Prime Minister Hun Sen on Friday announced the official plan for the next five years, building on four main pillars of development and political stability, but skeptics said they doubted the government’s commitment.

Topping the priorities for the government, Hun Sen said during the new government’s first cabinet meeting, will be the promotion of the rule of law and protection of human rights and democracy.

The government will also seek to maintain 7 percent annual economic growth, reduce poverty by 1 percent per year, and increase the effectiveness and credibility of public services.

Hun Sen’s administration was voted into office by newly-elected National Assembly lawmakers on Thursday.

“We must promote socio-economic and other responsibilities for all state works,” Hun Sen told nearly 248 members of the new cabinet, who gathered at the Ministry of Foreign Affairs Friday morning.

Hun Sen also reminded the gathered officials not to maltreat the people.

“We must think of the poor more and more,” he said. “We must promote public services for the people.”

Critics of the plan, which Hun Sen distributed as a booklet, said Friday there were few signs the new government would be different from former administrations.

Human Rights Party President Kem Sokha said he was not optimistic the four priorities of the government would work, because there were no signs of reform.

“What Hun Sen has said in his political platform is only on paper,” he said. “The CPP is good at promising, but the implementation is not reached.
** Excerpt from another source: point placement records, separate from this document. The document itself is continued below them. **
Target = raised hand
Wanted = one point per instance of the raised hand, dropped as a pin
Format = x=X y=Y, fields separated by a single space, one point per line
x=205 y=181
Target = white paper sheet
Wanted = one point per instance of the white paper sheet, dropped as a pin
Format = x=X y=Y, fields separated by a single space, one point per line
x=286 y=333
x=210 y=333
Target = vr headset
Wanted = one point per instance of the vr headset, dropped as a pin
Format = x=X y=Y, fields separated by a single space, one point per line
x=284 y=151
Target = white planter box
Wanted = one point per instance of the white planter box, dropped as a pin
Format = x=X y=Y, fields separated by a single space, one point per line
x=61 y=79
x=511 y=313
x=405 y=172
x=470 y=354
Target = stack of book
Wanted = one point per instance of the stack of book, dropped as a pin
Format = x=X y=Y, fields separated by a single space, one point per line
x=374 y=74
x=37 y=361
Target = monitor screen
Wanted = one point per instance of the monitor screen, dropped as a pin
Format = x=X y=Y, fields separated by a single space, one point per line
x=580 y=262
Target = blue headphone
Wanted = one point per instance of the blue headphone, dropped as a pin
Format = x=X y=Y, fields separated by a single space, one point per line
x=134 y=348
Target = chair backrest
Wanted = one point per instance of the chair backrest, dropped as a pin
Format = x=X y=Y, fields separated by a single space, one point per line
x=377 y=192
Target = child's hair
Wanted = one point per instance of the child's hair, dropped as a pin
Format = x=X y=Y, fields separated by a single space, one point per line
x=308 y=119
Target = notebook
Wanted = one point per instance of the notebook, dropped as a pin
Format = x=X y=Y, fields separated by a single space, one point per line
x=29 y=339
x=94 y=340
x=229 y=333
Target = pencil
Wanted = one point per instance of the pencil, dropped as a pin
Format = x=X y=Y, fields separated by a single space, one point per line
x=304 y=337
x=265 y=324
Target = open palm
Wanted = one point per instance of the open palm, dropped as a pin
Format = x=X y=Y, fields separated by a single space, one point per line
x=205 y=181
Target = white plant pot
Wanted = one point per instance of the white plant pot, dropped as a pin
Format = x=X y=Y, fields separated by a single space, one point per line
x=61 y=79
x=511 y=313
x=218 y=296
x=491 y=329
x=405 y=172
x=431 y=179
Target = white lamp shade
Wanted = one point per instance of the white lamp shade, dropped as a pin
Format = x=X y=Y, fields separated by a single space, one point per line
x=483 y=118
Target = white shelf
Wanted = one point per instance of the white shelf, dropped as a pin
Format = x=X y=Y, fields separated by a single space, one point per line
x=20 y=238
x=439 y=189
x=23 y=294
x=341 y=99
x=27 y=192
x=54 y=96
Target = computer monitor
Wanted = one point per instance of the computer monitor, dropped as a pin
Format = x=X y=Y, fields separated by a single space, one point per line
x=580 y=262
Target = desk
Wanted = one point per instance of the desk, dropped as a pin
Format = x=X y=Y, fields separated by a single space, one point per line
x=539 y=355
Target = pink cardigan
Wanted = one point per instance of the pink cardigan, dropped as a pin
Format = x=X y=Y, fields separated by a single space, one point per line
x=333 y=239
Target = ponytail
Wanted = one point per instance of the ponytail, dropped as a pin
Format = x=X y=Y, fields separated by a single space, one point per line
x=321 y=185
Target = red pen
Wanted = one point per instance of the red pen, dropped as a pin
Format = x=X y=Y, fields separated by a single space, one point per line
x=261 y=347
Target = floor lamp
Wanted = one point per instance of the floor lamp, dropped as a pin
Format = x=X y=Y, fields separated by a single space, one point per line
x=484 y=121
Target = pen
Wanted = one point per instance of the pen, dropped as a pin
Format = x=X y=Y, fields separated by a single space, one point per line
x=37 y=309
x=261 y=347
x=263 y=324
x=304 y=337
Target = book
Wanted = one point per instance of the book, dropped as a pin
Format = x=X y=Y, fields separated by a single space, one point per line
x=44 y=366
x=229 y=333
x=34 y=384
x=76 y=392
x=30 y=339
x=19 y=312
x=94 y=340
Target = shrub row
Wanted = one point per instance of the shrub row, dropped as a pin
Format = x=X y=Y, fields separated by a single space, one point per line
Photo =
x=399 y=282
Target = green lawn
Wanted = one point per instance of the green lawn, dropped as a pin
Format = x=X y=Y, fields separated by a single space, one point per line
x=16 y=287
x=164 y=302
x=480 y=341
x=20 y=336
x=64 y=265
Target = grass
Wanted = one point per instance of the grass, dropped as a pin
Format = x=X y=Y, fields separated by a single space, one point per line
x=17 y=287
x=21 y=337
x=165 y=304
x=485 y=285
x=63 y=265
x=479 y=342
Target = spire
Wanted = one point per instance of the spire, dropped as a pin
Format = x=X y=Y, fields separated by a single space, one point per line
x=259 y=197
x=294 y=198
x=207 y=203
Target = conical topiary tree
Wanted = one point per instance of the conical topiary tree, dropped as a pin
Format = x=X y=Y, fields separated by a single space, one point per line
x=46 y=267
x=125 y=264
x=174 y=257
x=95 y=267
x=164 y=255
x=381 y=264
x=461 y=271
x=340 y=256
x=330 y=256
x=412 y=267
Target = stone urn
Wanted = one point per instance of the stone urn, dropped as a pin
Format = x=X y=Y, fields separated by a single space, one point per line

So whatever the government promises, if the government cannot reach it, all the ministers and the prime minister should step down.”

Opposition Sam Rainsy Party lawmaker Yim Sovan said that if the government failed to reform the judiciary and pass a much-awaited anti-corruption law, “the government platform will fail.”

“I have little belief in the government to reach its political platform,” he said.

Thun Saray, president of the rights group Adhoc, said he believed stability and economic growth were attainable, but he was concerned poverty reduction and improved quality of public service would not be reached.